We heard about many organizations. Let’s discuss two important health insurance organizations in this article,, i.e. Hmo and Epo. The complete form of an HMO is a health maintenance organization.
And the complete form of EPO is an Exclusive provider organization. As the name sounds, both the terms are different from each other.
Key Takeaways
- Health Maintenance Organizations (HMOs) require members to select a primary care physician (PCP) who coordinates their care and provides referrals. At the same time, Exclusive Provider Organizations (EPOs) allow members to access specialists without referrals.
- HMO plans offer lower out-of-pocket costs but have more restrictions, whereas EPO plans offer greater flexibility but may have higher costs.
- Both HMOs and EPOs have limited networks of providers, with coverage not extending to out-of-network care except in emergencies.
HMO vs EPO
HMO stands for Health Maintenance Organization. HMO plans require that you choose a primary care physician (PCP) who will act as your primary point of contact for all medical care. EPO stands for Exclusive Provider Organization. EPO plans are similar to HMO plans in that they have a network of providers you must use.
HMO is a health plan which offers a local network plan to doctors and hospitals. Premium plans are required to take this plan. Usually, HMOs have lower premiums.
In an HMO plan, you must need a provider or PCP within your network. There is a relationship between providers and doctors who work for the HMO.
The EPO plan does not need a provider, PCP, or referral to see a specialist. EPO is an in-network plan. An in-network plan means streamlining the process when making appointments.
There are no out-of-network benefits. Doctors and facilities that work in EPO take charge of every service.
Comparison Table
Parameters of Comparison | HMO | EPO |
---|---|---|
Care | No, a PCP referral is enough in the case of a Health maintenance organization. | An EPO or Exclusive provider organization provides broader, less managed care. |
Primary Care Physician | Health maintenance organizations require PCP. | Sometimes PCP is required in an Exclusive provider organization or EPO. |
Requirement of referral | Health maintenance organizations require a referral to see a specialist. | No referral is required to see a specialist in an Exclusive provider organization. |
Pre-authorization required | Yes, it is required in the case of an Exclusive provider organization or EPO. | The network size is Medium and significant both in Exclusive provider organizations. |
Network size | The network size is medium in Health maintenance organizations. | The network size is Medium and significant, both in Exclusive provider organizations. |
What is HMO?
A budget-friendly way to secure your life is a health maintenance plan. What else do we need if we have a budget-friendly health plan? HMO is the cheapest type of health insurance because it has fixed copays, low premiums, and deductibles.

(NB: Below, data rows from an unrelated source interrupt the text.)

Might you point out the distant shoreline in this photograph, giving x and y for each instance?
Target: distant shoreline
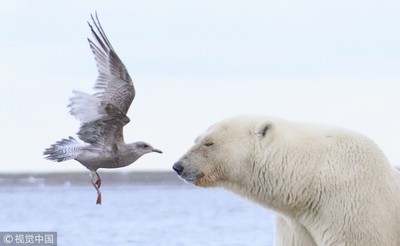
(83, 178)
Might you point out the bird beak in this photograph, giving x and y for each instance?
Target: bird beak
(157, 150)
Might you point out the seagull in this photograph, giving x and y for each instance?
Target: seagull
(102, 116)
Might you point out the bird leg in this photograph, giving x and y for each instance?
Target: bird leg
(96, 182)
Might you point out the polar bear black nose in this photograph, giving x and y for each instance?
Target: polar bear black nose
(178, 167)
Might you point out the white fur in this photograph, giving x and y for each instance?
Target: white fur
(86, 107)
(327, 186)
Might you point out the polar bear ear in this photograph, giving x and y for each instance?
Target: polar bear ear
(262, 129)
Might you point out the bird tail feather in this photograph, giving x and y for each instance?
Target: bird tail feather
(65, 149)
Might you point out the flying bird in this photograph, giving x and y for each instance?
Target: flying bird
(102, 115)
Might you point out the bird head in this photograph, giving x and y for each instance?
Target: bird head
(144, 148)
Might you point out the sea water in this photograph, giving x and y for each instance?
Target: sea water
(136, 215)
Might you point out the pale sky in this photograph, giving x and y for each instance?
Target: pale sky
(194, 63)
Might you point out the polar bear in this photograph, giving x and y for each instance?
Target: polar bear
(327, 186)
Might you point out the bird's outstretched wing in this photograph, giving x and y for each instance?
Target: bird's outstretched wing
(114, 85)
(103, 114)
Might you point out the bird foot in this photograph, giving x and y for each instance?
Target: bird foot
(98, 201)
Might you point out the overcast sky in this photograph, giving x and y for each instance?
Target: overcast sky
(195, 63)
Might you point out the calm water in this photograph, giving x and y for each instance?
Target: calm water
(137, 215)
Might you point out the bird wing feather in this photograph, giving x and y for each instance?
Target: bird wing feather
(114, 89)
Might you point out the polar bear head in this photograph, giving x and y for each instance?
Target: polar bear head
(226, 151)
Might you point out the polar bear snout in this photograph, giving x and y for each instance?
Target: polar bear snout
(178, 167)
(187, 173)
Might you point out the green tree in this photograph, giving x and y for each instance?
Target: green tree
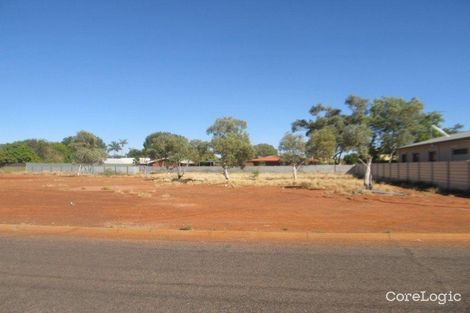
(322, 145)
(230, 141)
(114, 146)
(264, 149)
(17, 152)
(352, 158)
(201, 151)
(86, 148)
(164, 145)
(293, 151)
(351, 131)
(136, 154)
(49, 152)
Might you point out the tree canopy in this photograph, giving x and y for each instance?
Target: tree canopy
(230, 141)
(18, 152)
(370, 128)
(264, 149)
(201, 151)
(86, 147)
(293, 149)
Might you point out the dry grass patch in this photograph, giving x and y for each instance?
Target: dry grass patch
(335, 183)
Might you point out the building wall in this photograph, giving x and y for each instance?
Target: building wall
(443, 150)
(445, 174)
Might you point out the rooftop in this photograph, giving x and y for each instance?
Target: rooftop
(462, 135)
(269, 158)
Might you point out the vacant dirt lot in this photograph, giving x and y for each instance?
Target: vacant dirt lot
(140, 202)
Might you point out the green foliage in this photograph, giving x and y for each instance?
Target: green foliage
(322, 145)
(114, 146)
(135, 153)
(397, 122)
(231, 141)
(264, 149)
(293, 149)
(352, 158)
(350, 131)
(49, 152)
(201, 151)
(17, 152)
(117, 146)
(227, 125)
(380, 127)
(86, 148)
(234, 150)
(164, 145)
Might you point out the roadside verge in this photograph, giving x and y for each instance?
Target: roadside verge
(141, 233)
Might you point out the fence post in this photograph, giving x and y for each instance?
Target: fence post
(448, 174)
(432, 172)
(407, 171)
(468, 178)
(419, 171)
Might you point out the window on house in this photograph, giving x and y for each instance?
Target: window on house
(460, 151)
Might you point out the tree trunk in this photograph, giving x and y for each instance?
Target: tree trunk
(227, 177)
(368, 174)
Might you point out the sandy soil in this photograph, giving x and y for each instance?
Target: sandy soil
(138, 202)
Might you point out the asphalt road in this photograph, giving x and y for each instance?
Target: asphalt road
(50, 274)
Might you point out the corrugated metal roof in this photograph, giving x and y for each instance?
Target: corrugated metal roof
(462, 135)
(269, 158)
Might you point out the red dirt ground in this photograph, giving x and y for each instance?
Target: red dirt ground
(136, 202)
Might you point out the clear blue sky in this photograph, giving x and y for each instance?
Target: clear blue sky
(124, 69)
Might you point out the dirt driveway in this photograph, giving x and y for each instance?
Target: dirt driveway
(136, 202)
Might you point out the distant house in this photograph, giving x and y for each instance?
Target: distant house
(125, 161)
(164, 162)
(454, 147)
(271, 160)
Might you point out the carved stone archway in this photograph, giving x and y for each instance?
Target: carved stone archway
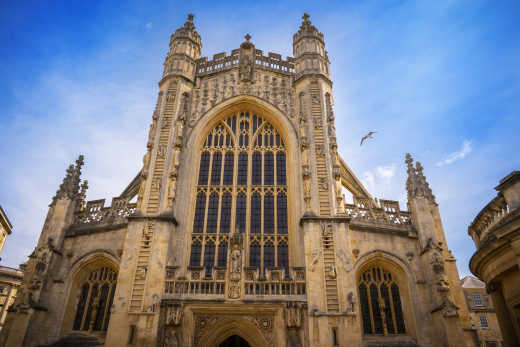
(212, 330)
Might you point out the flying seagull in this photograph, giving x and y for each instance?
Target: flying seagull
(367, 136)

In HMO, you have to select doctors within their connections. When you initially sign in for HMO, you have to choose PCP or a primary care physician or a doctor you will see for your regular checkups.
For PCP, you need someone to refer you before going to a specialist.
Specialist means that you need a doctor like a skin doctor or a dermatologist. It depends on you to choose the specialists whom you trust the most. If your budget is low and not as such a medical issue, that HMO plan is good for you.
This plan covers out-of-network physicians if you pay somewhat more premiums than an HMO, but you will have to pay more to in-network doctors. PCP is the heart of the operation.
Health maintenance organizations have a stronghold in the individual market. Pros of HMO are- Lower premiums and lower costs than PPO. Cons of HMO- Need to say in the network, Need referral.
What is EPO?
The complete form of EPO in health care is an exclusive provider organization. EPO is a type of health insurance that covers services from hospitals, doctors, and other care providers in your network.
Your health insurance does not reimburse any fees incurred by seeing someone not in the network; only emergency care is covered.
Primary care physicians are known as PCP. And PCP plans come under health insurance, and EPO insurance plans require selecting PCP.
When you take PCP, then your PCP doctor provides you with preventive care as well as gives you the treatment of minor and chronic illnesses.
To see a specialist, EPO health insurance plans do not require a reference from your primary care physician. And it is the best and only feature of the EPO health insurance plan.
Compared to other types of health insurance, an EPO plan has a higher out-of-pocket cost since the insurance begins to cover all of your medical expenditures.
Because the providers in your insurance company have arrangements with the network, EPOs may also provide cheaper monthly charges. EPO plans, for example, pay all fees incurred by doctors or health professionals who are part of the network.
Main Differences Between HMO and EPO
- HMO is a pocket-friendly plan, whereas EPO is a larger or out-pocket network that makes life easier for everyone.
- In HMO, it may be more difficult to take authorization for tests and procedures, whereas, In EPO, It might be excellent for people who desire reduced rates and don’t want to see a primary care physician.
- HMO has a narrow network, whereas EPO has a PPO network.
- HMO is not a combination of any other health insurance, whereas EPO is a combination of an HMO and PPO health insurance organization.
- HMO does not provide out-of-network care, whereas EPO needs pre-authorization for it.